We got a bit of a late start, leaving the parking lot at 12:30pm in the considerable heat of the day. Fortunately, the trail sticks relatively close to Symmes Creek to start out (crossing it 4 times) and broke up the hot and dusty trail with a bit of cool shade and greenery before we hit the 50+ switchbacks that leads up to Anvil Camp. (We heard 56, but looking around the internet, there seem to be a lot of different numbers out there.) Switchbacks are awesome – we climbed slowly but steadily up into the mountains, over terrain that would have been much too steep if we’d tackled it straight on. But my legs still aren’t as strong as I think that they ought to be, and as the day wore on, I started worrying about how tired they were, and whether I’d be too sore and/or too slow to make it to the summit the following day. I’m not a graceful worrier, especially when you mix worry in with disappointment and frustration, but Tom, with more than 11 years of experience, weathered the storm bravely. We cooked up a bit of dinner at Anvil Camp around 6:30, and then almost immediately, just before Pothole, came across a nice flat camping area and decided to spend the night.
The next morning, we left our overnight gear in place, and Tom wordlessly stuffed most of what we would need for the day into his pack, leaving me with a blessedly light pack. The steep grade to Shepherd’s Pass seems intimidating, but even at my relatively slow pace, we managed to get to Shepherd’s Pass about an hour after leaving camp. Tom would have been there much faster, but we cleverly arranged for him to carry the camera so that he could entertain himself by stopping to take pictures, and so match my pace.
Mt. Tyndall is too blocky to fire the imagination of a rock climber, but for me, working on my nervousness about boulder fields, it held its own challenge. From Shepherd’s Pass, the North Rib looks much steeper than the NW Ridge, but I’d read online somewhere that it was more solid. On the ascent, we crossed over onto steep slabs on the left side of the Rib, which although steep were wonderfully solid. On the descent, we found a well-worn trail to the right of the rib, that seemed less steep, and was also quite stable.
We made it to the summit at around 11:30, and had it to ourselves. The views from the tippy top of mountains is exquisite. We lounged there for a while under clear blue skies, read and signed the summit register, had a bit to eat, took our summit photos, and a short nap. More food and napping was in order when we returned to the lake close to the Pass, and we still made it down in time to relax for a while (more napping) before dinner.

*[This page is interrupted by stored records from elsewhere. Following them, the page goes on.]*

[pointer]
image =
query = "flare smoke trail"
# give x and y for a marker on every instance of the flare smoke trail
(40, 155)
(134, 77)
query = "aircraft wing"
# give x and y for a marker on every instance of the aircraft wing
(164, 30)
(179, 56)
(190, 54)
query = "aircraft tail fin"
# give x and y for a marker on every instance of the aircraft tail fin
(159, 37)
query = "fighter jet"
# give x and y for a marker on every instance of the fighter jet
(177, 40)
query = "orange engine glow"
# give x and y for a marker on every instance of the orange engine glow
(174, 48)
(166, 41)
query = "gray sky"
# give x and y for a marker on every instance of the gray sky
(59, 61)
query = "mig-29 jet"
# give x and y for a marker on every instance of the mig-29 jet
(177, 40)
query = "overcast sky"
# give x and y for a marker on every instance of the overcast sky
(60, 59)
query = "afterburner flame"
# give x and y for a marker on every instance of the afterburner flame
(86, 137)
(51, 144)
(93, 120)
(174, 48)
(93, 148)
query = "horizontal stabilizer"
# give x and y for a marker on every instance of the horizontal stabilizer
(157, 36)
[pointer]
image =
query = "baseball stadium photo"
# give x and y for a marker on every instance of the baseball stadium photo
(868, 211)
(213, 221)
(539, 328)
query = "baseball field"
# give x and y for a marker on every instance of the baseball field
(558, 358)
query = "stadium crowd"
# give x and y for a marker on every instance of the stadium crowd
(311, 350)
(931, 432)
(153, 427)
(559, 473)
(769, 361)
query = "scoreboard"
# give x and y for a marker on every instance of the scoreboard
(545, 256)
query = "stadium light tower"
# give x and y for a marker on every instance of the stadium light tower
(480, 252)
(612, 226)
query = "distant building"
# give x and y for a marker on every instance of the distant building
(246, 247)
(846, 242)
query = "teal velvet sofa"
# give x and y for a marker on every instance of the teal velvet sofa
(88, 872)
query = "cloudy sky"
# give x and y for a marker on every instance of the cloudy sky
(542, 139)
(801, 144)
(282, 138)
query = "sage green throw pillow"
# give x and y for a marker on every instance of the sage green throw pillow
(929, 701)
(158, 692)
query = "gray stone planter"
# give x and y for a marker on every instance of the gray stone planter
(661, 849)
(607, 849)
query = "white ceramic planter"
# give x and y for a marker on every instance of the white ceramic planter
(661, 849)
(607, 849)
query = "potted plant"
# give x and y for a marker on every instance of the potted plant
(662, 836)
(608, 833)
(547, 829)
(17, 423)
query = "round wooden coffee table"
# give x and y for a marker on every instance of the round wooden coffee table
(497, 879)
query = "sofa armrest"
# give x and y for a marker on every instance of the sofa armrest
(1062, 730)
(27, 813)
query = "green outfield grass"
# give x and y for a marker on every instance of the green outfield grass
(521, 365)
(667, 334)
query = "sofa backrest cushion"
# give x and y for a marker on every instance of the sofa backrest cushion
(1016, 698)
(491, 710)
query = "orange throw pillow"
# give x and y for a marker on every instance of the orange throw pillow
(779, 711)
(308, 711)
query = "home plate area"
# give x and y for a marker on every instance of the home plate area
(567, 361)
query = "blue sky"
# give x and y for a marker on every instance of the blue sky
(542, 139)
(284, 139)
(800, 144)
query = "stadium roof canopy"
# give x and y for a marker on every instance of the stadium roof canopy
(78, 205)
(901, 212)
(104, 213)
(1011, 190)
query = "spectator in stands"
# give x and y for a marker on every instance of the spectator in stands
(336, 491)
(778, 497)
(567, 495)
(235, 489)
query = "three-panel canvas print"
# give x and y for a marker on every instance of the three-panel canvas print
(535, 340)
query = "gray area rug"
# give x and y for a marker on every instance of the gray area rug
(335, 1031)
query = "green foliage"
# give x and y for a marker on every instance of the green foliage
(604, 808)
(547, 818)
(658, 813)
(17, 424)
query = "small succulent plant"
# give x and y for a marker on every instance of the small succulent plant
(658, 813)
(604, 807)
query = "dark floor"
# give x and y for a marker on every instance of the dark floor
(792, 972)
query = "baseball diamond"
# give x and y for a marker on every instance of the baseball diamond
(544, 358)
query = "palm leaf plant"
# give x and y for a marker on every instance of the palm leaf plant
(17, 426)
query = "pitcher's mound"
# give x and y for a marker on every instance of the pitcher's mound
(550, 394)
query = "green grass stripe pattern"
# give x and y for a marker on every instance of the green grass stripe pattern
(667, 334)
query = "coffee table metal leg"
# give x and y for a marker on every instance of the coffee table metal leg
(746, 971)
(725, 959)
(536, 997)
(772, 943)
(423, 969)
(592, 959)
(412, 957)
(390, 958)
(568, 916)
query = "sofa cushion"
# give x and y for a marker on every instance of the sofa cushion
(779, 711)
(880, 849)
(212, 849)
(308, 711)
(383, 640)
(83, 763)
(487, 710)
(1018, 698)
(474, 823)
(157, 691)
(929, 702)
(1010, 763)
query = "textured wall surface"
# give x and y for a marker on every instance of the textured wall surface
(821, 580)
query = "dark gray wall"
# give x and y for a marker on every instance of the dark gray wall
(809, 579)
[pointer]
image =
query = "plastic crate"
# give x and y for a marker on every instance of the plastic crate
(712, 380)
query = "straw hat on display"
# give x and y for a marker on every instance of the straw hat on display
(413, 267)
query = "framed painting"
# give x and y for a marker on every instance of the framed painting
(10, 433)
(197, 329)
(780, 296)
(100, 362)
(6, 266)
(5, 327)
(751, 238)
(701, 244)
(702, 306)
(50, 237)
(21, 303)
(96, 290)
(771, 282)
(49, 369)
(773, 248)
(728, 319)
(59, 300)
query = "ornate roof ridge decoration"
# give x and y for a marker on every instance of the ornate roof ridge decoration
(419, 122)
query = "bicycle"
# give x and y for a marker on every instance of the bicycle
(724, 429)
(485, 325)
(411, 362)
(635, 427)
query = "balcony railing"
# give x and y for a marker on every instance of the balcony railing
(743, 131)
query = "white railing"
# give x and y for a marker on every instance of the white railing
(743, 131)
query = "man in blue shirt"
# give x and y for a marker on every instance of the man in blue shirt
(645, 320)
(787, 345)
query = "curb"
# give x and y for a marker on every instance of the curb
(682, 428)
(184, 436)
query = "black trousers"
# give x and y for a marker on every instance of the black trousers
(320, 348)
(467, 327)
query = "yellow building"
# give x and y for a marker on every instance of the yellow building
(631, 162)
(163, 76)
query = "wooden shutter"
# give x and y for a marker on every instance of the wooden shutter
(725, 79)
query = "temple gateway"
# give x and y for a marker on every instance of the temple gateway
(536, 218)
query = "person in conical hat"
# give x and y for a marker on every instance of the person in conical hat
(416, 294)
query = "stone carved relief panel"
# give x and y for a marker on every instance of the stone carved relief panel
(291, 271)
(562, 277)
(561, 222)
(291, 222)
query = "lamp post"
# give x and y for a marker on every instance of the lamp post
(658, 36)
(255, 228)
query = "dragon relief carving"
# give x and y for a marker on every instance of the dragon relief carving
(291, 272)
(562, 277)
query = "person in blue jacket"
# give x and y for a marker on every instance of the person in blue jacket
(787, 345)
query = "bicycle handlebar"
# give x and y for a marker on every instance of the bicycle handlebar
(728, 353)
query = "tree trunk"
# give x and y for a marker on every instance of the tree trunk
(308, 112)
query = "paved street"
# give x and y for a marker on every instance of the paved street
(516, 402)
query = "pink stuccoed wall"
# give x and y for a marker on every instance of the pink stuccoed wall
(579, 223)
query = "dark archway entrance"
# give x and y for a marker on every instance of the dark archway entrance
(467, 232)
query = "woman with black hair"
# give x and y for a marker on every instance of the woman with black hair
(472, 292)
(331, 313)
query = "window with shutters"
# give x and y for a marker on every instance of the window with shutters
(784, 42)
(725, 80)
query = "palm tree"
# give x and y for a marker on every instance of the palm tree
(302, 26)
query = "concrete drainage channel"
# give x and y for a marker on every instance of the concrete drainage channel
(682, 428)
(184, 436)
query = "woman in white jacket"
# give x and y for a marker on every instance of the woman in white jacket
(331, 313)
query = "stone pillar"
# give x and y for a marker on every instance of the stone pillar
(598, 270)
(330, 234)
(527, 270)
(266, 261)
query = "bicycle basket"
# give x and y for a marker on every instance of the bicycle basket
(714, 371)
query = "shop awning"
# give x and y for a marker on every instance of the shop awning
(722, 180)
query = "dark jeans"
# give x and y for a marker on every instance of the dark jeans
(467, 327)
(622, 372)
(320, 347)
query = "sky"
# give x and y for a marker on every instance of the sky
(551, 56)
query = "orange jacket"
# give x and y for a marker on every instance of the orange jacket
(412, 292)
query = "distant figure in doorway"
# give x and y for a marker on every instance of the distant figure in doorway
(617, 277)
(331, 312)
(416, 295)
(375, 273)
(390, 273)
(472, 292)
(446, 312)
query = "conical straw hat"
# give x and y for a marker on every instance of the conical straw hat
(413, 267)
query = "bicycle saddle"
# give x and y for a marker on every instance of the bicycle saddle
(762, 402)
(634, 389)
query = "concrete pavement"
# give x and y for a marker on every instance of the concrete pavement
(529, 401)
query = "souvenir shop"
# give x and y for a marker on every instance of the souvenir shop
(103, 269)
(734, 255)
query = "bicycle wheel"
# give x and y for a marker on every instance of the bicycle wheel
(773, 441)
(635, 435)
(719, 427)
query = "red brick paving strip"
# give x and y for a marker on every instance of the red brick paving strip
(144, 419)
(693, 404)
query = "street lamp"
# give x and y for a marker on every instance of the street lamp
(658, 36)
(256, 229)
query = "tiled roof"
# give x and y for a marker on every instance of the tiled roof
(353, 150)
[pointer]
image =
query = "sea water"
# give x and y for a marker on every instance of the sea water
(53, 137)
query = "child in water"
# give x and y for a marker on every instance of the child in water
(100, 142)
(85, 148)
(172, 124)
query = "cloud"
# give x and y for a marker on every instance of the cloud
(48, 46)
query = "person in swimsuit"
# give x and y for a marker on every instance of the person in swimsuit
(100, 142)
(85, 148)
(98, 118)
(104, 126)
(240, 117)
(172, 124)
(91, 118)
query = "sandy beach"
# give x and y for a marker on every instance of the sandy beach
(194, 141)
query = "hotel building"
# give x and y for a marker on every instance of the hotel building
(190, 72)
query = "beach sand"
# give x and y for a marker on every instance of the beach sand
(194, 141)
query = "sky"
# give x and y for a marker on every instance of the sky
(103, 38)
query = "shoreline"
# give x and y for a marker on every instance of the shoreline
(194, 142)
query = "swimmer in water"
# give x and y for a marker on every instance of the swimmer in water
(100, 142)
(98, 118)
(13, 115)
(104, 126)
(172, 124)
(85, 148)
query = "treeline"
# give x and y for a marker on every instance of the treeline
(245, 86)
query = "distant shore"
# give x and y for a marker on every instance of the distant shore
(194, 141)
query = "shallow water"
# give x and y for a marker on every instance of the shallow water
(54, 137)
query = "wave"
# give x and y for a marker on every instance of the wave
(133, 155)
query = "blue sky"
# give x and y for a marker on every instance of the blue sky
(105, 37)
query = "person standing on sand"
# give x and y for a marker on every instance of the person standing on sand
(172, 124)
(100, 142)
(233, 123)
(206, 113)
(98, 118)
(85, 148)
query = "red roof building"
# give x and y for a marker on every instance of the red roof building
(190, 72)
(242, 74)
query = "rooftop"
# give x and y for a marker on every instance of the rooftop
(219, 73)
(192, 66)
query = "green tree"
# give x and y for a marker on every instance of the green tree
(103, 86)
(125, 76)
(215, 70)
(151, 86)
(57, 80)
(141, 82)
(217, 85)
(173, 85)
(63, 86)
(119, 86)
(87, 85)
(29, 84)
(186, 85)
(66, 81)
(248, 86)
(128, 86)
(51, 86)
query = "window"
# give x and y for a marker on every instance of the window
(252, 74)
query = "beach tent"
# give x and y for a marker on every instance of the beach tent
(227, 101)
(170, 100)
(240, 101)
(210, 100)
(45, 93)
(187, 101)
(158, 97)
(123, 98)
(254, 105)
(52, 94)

At first glance, the high mountains seem like a harsh and barren place, all rock and no life, so I was surprised at the number of wildflowers that we saw up above Shepherd’s Pass. As we descended from Mt. Tyndall, Tom stopped several times to take pictures of the Alpine Gold, and we remarked on several plants that seem to have been dug up for food. As we hiked down from our campsite on the third day, we chatted briefly with a guy who had been up at Shepherd’s Pass doing a mammal survey. They’d seen pikas, 2 kinds of squirrels and a many many marmots. Life is amazing.